Thursday, April 21, 2016

Miles Ahead - fictional portrait of real life jazz man whose on-screen daemons nearly drown out his music

Miles Ahead - Icon Film Distribution
Miles Ahead is a semi-fictional posthumous biopic of the very real jazz musician Miles Davis that weaves genuine incidents around a cooked up gangster plot that involves a gun-toting chase across a landmark-less New York to recover an overdue master tape of new tunes from record label executives. Since it was Davis who said “play what’s not there”, his ghost can hardly criticise the fantastic plot.

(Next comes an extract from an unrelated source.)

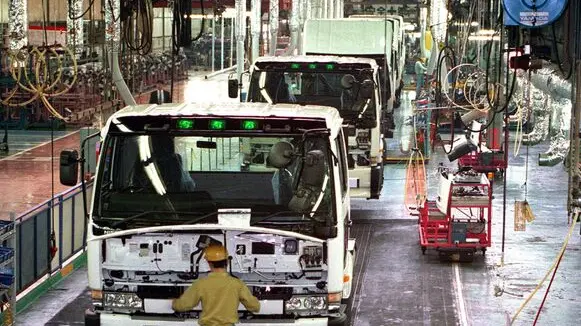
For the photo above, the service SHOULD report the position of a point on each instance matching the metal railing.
(64, 214)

Don Cheadle plays the jazz social musician whose trumpet fingering can’t keep up in an opening scene but is much better throughout the rest of the 100 minute film. (Cheadle played saxophone as a child and learned to play the trumpet for this film that he stars in, directed and helped write.)

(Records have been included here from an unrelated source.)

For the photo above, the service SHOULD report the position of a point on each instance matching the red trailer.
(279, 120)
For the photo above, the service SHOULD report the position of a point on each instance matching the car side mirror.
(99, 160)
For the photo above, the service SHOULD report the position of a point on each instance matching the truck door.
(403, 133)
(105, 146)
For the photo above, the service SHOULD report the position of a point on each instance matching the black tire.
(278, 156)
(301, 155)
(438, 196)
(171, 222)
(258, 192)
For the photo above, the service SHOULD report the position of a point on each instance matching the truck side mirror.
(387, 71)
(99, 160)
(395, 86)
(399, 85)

Miles Ahead - Icon Film Distribution
The story begins at the end of five years of silence in which the artist has gone to ground. The messy interior of his apartment, littered with bottles, music manuscript paper and paintings is convincing. Add to this Obi-Wan Kenobi with longer hair, playing a Rolling Stone journalist Dave Brill who inveigles his way into Davis’ house and Davis’ life in order to write an article that will blow open the mystery of the reclusive legend.

If you’re at all tired, there’s a good chance that the constant jazz lullaby will help you drift off to sleep. A gunshot or two will awaken you, but no significant plot points will have been lost. The story visibly lurches between the mobster storyline and flashbacks that give viewers a glimpse of the messed up jazz world.
“Oh come on man. This is nuts, man.”

Miles Ahead - Icon Film Distribution
It’s a portrait of a talented musician who lived life with a wild abandon and who tried to control everybody around him while exhibiting a complete lack of self control. The virtuoso quality of his playing doesn’t redeem his violence, philandering, wife beating (Frances played by Emayatzy Corinealdi) and drug taking. And none of those add to the enjoyment of the film.

The final scene enigmatically jumps to a present day concert with Cheadle’s Davis playing with a band. It’s probably a reminder that Davies went on to create and play beyond the period covered by the film … and the #socialmusic hashtag-emblazoned waistcoat that Cheadle wears implicitly refers to the crowdsourced fundraising that part-financed the film.

The music really is very good though. But not enough to redeem the movie.

Miles Ahead is being screened at the Queen Film’s Theatre between Friday 22 April and Thursday 5 May.